Reste à résoudre une autre question clef : qu’est-ce qu’un projet important ? Sur ce sujet, le code du travail ne donne aucune définition précise, laissant à la jurisprudence le soin de trancher. Un projet est important en ce qu’il a une incidence sur la rémunération, les horaires ou les conditions de travail des salariés. Dans un bulletin d’information** datant de 2013, la cour de cassation a tenté d’éclaircir davantage cette notion complexe.

Ainsi, « l’évaluation des salariés, l’introduction de nouvelles technologies, les restructurations internes et externes avec changement de lieu de travail, d’outil de travail, de méthode de travail, avec changement d’employeur, sont le plus souvent rangées dans la catégorie des projets importants », peut-on y lire.

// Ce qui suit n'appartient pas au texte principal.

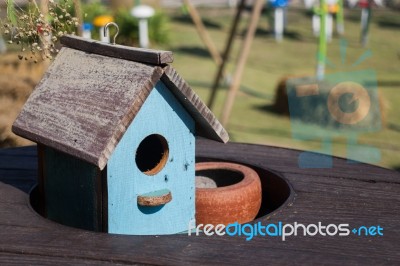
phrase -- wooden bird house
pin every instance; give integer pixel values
(116, 128)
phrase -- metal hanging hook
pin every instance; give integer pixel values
(106, 27)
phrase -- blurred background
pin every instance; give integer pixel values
(260, 111)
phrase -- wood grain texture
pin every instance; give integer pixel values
(126, 181)
(85, 103)
(148, 56)
(357, 194)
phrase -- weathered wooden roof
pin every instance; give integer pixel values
(86, 101)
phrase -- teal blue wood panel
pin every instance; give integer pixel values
(72, 191)
(161, 114)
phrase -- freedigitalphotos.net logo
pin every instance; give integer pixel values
(283, 230)
(344, 104)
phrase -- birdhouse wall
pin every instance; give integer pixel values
(72, 190)
(164, 116)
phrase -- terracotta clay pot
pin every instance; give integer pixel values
(226, 193)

Par conséquent, l’augmentation du nombre des périodes d’astreintes, le changement d’horaires affectant les salariés postés, le recours à la sous-traitance, la réorganisation des forces de vente sont des motifs de recours à une expertise pour projet important.

 

Les risques psychosociaux sont un motif valable d’expertise

La qualification de projet important ne dépend pas du nombre de salariés concernés. « Un projet de restructuration entraînant un transfert de salariés peut donner lieu à une expertise, quand bien même les conditions de travail concernent un petit nombre d’entre eux (une vingtaine seulement risquait d’être affectée) », souligne encore la Haute cour dans le cadre d’une affaire à juger.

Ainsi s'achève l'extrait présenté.